Dan Sartain begins Dan Sartain Lives, his sixth album, with paranoia and his life under threat in “Those Thoughts”; “I don”t wanna know who”s at my door…/ I don”t wanna hear your gunshots,” he sings. Thereafter, the mood changes, until he ends the collection with “Touch Me,” a lyrically optimistic track which describes the tangibility and goodness of other lives: “Everything”s made right when you touch me/ Just a touch of your fingertips will make the shadows disappear.” The connection between the beginning and the end is a connection between life and death which pervades this album, and, contrary to its often dark sound, Lives is a hopeful offering. Even the artwork contrasts notably with his previous two album covers, which depict his suicide.

 

The ironically life-affirming “Atheist Funeral” has a bassline which creeps like the Grim Reaper beneath lyrics about controlling one’s own life: “We die, I know/ And we all must go…/ Don”t speak about God at my funeral.” This deicidal attitude is also heard in “Praying for a Miracle”, over the reincarnated chords of Iggy Pop and Ricky Gardiner’s “The Passenger.” Here, Sartain places the difference between life and death not in the power of some benevolent God, but in one’s own hands: “Heaven and hell may not exist/ And I don’t believe any of it/ Nobody’s looking out for you.”


This self-styling shapes his music, too. Sartain may, as is often said, create ’50s and ’60s grooves, but he reinvigorates them. In most reviews, Sartain’s themes of life and death and aesthetic connection between past and present are often trivialized in metaphorical descriptions of mortality; he’s seen as reverting to music which many consider “dead and buried,” and even Sartain’s modern incarnation of it is dubbed “underground.” Certainly, parts of the past are revived in Lives; the analog recording equipment at Toerag Studios, for instance, has created sounds befitting a 1960s drive-in movie. It would be so easy to misconstrue this as contrived nostalgia.
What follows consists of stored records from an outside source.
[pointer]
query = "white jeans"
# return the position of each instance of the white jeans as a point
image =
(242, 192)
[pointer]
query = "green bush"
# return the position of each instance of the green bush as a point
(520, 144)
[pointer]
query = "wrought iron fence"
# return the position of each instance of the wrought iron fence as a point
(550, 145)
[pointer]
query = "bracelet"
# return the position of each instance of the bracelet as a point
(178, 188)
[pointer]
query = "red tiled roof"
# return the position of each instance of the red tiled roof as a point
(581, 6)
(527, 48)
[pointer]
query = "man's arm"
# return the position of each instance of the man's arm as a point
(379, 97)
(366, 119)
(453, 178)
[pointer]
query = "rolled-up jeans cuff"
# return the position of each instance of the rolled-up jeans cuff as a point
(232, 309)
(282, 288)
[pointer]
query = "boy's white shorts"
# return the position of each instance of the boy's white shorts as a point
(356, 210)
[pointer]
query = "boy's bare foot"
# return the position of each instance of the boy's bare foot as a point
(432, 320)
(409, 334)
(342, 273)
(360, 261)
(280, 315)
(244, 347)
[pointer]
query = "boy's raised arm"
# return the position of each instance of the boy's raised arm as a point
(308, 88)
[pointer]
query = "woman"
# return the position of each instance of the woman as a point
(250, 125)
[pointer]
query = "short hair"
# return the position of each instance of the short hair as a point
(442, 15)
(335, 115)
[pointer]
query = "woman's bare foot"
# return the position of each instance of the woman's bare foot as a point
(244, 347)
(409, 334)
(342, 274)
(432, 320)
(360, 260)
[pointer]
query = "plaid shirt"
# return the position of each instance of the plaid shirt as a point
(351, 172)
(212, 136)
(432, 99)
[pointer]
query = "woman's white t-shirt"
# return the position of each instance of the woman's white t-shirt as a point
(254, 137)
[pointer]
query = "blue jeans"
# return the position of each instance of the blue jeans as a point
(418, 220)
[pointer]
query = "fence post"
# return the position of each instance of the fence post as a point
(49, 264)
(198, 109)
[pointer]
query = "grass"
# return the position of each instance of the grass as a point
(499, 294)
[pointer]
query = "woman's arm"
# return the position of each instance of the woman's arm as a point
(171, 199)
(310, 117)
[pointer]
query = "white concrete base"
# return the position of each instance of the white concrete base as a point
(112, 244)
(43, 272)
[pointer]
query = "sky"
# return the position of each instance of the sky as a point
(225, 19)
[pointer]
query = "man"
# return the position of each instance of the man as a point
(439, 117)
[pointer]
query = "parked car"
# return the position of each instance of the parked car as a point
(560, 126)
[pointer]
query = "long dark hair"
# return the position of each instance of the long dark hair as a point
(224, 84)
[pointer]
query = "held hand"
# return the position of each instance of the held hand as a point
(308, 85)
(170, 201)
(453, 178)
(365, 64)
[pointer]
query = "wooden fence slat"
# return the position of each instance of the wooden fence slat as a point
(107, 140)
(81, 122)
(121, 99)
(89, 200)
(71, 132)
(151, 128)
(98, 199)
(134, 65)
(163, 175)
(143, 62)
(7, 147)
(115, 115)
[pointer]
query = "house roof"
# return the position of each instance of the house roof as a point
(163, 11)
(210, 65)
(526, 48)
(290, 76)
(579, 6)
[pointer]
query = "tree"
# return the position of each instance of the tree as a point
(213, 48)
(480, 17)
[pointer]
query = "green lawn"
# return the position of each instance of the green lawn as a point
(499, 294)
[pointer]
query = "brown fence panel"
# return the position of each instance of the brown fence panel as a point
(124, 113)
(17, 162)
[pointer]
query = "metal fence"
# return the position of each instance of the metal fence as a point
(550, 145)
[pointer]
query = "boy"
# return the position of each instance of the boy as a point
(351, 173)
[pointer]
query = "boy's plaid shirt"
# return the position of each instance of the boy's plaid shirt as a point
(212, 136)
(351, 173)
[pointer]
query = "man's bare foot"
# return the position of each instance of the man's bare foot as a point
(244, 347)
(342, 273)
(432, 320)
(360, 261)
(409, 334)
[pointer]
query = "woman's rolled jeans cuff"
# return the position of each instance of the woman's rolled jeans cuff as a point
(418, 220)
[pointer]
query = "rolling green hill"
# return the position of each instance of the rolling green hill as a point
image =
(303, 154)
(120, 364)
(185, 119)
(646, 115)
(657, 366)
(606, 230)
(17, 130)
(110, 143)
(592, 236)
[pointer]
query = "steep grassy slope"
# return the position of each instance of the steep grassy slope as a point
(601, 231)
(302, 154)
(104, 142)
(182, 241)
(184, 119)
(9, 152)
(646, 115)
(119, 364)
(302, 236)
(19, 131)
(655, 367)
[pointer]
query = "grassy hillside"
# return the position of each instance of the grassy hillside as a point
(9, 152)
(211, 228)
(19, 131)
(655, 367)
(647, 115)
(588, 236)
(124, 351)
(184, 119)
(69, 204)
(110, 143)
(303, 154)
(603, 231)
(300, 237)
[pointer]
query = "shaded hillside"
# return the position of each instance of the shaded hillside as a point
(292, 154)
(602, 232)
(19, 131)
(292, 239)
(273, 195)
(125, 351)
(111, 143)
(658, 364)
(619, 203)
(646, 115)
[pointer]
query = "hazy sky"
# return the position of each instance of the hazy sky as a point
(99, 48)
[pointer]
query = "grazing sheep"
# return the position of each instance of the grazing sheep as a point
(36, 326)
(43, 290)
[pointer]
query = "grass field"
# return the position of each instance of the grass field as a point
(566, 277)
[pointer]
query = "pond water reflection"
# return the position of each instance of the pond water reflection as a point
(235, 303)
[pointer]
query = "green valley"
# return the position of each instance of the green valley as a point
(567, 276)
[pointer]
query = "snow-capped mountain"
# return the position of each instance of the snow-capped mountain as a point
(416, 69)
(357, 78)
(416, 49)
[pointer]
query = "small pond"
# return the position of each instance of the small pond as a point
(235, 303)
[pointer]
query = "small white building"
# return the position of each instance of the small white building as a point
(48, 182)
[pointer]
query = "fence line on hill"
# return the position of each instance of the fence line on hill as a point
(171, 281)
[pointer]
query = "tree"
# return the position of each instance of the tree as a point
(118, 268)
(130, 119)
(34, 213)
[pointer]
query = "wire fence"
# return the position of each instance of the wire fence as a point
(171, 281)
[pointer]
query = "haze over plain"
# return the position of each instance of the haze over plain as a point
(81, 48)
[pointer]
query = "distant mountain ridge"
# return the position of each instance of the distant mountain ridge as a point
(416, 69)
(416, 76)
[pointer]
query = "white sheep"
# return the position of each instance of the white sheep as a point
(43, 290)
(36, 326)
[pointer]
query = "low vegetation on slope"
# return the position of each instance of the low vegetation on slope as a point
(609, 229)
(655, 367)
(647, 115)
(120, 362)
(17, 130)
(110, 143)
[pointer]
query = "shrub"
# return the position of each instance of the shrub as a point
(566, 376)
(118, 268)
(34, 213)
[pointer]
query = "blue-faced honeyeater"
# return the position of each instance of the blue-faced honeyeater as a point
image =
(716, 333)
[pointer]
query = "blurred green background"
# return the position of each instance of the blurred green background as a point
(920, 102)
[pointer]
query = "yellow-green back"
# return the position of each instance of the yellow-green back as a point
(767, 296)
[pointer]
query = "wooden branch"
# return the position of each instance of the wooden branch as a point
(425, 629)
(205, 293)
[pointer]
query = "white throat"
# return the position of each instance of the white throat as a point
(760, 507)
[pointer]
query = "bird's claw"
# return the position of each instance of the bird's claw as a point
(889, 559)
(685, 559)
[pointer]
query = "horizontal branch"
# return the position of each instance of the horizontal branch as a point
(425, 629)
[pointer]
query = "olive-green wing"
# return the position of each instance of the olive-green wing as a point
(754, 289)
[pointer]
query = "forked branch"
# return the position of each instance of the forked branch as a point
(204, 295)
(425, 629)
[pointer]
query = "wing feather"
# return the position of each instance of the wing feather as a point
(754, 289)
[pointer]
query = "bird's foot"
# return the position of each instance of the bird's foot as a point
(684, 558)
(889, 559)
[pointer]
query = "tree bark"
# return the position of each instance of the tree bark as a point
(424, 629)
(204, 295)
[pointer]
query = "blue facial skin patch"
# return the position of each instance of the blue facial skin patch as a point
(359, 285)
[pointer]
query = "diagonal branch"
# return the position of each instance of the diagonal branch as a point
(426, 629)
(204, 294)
In fact, Sartain creates a sound evocative of a grand musical tradition — doubtless because he likes it — but also because it supports his lyrical content — the resoluteness in the face of timeless concerns: “Bad things will happen and you know it’s true/ Bad things will happen, but don’t be afraid.” He advocates optimism obscured if one ignores the words and hears only the sonic similarities to other decades.

It is not the fixation on past and present themselves, but on what is rashly considered proper to both which threatens to kill Sartain’s music. Call it what you will, whether it’s retro, rockabilly, Americana, or creep-rock; on Lives, he exhumes music buried alive, not dead. It’s borderline musical necrophilia replete with strange elegies averring life, not sorrow. To listen is not to mourn, but to celebrate.